I bring this up because it’s a feature of being human. We’re not logical creatures, weighing evidence and considering counter-arguments to our arguments. We tend to grab on to a few ideas, draw a conclusion, then stop. As the philosopher Paul Simon in his Simon and Garfunkel days said, “a man hears what he wants to hear and disregards the rest.” So true.
Keep this in mind as we head into the holiday season. A few sips of bourbon tends to loosen the lips and these days who knows what’s going to slip out. This is especially true for me. I’ve been out of circulation a bit, spending a lot of time in my head.
“Dickens transformed the American Christmas dinner. . . distinct menu items from the Cratchit’s table later showed up in cookbooks as prescriptive Christmas dinners. In one from 1847, the Christmas menu included ‘turkey, cranberries, and mincemeats’ evoking the Cratchits’ meal.” –Kaufman & McGreevy
The holidays are approaching, and I am reminded I don’t have any special things I’m known for during the holiday season. In the past I had a little run where everyone I knew received some sort of Mad Gringo themed something or other. Most of my net worth was tied up in Mad Gringo inventory, so it made sense, but it wasn’t my go-to once the MG went under.
Ideas I’ve had over time include, but are not limited to:
- a Holiday sweater, jumpsuit, or festive pair of pants
- a signature Holiday cocktail, mixed in batches, given as gifts
- a silly Santa hat, worn 24/7 for a week, even to church
- a delicious casserole or dip, “Mmm. Love that Greg’s dip.”
- a unique blend of whiskeys, saw it in a magazine article
- a special pie, “Oh! Is that Greg’s special pie?”

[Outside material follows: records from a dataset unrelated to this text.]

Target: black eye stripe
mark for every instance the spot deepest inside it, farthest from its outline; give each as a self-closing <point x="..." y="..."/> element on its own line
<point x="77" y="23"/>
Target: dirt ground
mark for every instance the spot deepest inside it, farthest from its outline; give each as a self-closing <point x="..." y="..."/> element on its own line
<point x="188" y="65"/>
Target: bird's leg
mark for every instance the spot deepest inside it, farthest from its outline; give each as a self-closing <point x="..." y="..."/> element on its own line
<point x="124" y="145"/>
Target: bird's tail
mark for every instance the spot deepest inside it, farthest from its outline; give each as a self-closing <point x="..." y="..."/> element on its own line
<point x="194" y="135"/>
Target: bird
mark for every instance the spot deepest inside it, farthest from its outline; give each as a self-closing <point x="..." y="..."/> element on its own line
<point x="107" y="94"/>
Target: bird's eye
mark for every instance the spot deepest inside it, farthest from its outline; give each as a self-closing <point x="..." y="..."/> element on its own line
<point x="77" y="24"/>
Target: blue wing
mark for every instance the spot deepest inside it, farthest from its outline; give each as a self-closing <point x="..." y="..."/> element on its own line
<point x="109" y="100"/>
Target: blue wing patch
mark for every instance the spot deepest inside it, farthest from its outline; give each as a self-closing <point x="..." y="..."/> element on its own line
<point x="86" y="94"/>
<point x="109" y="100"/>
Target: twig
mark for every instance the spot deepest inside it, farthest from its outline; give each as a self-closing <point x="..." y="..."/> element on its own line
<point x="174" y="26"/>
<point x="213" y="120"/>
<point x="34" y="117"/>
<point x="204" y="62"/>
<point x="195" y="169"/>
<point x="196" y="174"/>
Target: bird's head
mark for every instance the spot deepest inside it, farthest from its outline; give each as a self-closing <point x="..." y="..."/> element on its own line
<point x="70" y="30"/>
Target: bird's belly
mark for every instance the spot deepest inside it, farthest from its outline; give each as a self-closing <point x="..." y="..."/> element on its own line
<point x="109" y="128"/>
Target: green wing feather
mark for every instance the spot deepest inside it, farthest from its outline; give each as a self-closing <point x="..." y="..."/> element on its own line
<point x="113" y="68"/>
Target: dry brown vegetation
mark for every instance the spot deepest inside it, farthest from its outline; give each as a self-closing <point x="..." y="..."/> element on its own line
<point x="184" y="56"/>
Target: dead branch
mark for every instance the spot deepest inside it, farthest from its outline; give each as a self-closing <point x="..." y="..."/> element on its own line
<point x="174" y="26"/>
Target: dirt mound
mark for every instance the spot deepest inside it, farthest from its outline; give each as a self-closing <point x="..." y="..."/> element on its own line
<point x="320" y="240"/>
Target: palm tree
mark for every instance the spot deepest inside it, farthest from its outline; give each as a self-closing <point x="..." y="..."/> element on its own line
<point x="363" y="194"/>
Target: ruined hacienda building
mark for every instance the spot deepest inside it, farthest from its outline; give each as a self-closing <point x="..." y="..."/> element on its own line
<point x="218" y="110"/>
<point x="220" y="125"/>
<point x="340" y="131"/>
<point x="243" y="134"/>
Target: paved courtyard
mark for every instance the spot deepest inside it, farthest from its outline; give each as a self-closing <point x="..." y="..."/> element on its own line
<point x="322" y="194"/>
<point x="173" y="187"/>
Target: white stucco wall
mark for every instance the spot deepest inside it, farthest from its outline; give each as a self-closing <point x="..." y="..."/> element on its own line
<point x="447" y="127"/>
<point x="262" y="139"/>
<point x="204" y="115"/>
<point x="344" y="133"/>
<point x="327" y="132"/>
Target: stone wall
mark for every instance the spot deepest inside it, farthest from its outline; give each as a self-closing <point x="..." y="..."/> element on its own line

- a clever annual letter/newsletter/photo montage
- a decorative baggie full of scrumptious homemade candies
- a Holiday piano song with the kids singing harmony
- a go-to dance with my lovely bride, “Do the dance! Dance!”
- a box of wild boar jerky harvested and smoked by yours truly
- a tiny carved totem, taught to me by a shaman on walkabout
- a poem or short story told with handmade puppets
- a DJ set and light show of 80s new wave
I know traditions aren’t simply declared, but I kind of wish they were. I assume this is as good a time as any to get started on one. I may try making a pie. Or writing a song.